The trailer and ads for Madonna’s new sex thriller, Body of Evidence, opening Jan. 15, carry an unusual disclaimer. It reads: ”Not based on the novel by Patricia Cornwell.” The author penned 1991’s best-selling Body of Evidence, and behind the odd demurrer lies an odd legal battle.
A few months ago Cornwell asked MGM to change the film’s title because ”she didn’t want people to confuse her book (one in a mystery series featuring coroner Dr. Kay Scarpetta) with more sexually explicit works,” says her attorney, Neil Rosini. MGM refused on the grounds that the title had been used before. In fact, MGM discovered that at one TV network the moniker has become something of a fetish.
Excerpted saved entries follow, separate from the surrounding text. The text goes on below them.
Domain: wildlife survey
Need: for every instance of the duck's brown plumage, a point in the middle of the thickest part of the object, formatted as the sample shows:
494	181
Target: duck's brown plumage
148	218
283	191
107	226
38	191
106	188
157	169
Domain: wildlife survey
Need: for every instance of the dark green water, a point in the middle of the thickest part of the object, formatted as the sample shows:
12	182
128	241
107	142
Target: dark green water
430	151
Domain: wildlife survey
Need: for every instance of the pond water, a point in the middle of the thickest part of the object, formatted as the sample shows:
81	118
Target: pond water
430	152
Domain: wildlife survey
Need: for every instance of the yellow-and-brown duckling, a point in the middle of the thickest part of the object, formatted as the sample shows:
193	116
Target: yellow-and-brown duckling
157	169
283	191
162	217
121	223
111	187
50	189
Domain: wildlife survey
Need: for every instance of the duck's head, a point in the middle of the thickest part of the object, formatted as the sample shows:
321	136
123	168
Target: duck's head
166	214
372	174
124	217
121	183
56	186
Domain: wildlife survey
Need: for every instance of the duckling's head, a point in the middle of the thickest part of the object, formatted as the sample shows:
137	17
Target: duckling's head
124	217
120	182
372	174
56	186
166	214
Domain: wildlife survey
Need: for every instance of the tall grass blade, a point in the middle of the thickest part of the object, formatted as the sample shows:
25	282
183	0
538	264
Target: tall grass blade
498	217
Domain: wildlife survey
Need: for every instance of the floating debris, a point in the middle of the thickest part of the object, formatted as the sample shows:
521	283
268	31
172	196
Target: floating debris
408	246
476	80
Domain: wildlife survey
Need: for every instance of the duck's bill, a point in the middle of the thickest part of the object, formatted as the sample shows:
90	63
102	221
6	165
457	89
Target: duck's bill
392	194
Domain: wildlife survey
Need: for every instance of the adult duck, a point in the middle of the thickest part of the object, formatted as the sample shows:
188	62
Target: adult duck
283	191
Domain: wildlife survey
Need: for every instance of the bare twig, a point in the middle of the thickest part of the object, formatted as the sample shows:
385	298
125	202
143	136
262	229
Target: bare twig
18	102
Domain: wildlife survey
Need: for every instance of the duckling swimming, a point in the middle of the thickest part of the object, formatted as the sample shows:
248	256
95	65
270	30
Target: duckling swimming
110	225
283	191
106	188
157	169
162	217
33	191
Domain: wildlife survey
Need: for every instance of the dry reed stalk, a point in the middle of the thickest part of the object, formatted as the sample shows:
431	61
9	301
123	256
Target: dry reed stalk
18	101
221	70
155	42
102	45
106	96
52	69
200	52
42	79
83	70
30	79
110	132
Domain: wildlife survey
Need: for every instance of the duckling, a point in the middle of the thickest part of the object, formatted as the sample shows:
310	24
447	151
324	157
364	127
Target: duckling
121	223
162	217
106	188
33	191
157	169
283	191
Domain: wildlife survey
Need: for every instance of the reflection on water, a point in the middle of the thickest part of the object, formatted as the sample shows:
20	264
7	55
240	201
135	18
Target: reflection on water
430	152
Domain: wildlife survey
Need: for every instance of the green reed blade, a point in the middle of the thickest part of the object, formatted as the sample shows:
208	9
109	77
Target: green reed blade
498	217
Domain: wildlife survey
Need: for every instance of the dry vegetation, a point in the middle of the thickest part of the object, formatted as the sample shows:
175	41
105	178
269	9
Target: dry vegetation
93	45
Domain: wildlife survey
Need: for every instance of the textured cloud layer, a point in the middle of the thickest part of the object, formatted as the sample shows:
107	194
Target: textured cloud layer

Body of Evidence is the name of a 1988 CBS movie with Margot Kidder and Barry Bostwick, and of a 1991 CBS movie with Lesley Ann Warren and Peter Coyote, while Bodies of Evidence is the name of a CBS cop series that ran last summer and will return in early ‘93.
”We countered with the fact that the softcover edition of (Cornwell’s) Body of Evidence has sold more than a million copies,” Rosini says, ”and that amounted to a very strong consumer penetration.” Maybe it was his choice of words, but MGM eventually agreed to run the disclaimer and pay Cornwell what an MGM attorney describes as an ”extremely modest” sum, enough to cover her legal fees. In addition, when the paperback novelization of the movie hits the stands this week, it’ll be called Deadly Evidence — even though it will feature a photo of Madonna and costar Willem Dafoe on the cover.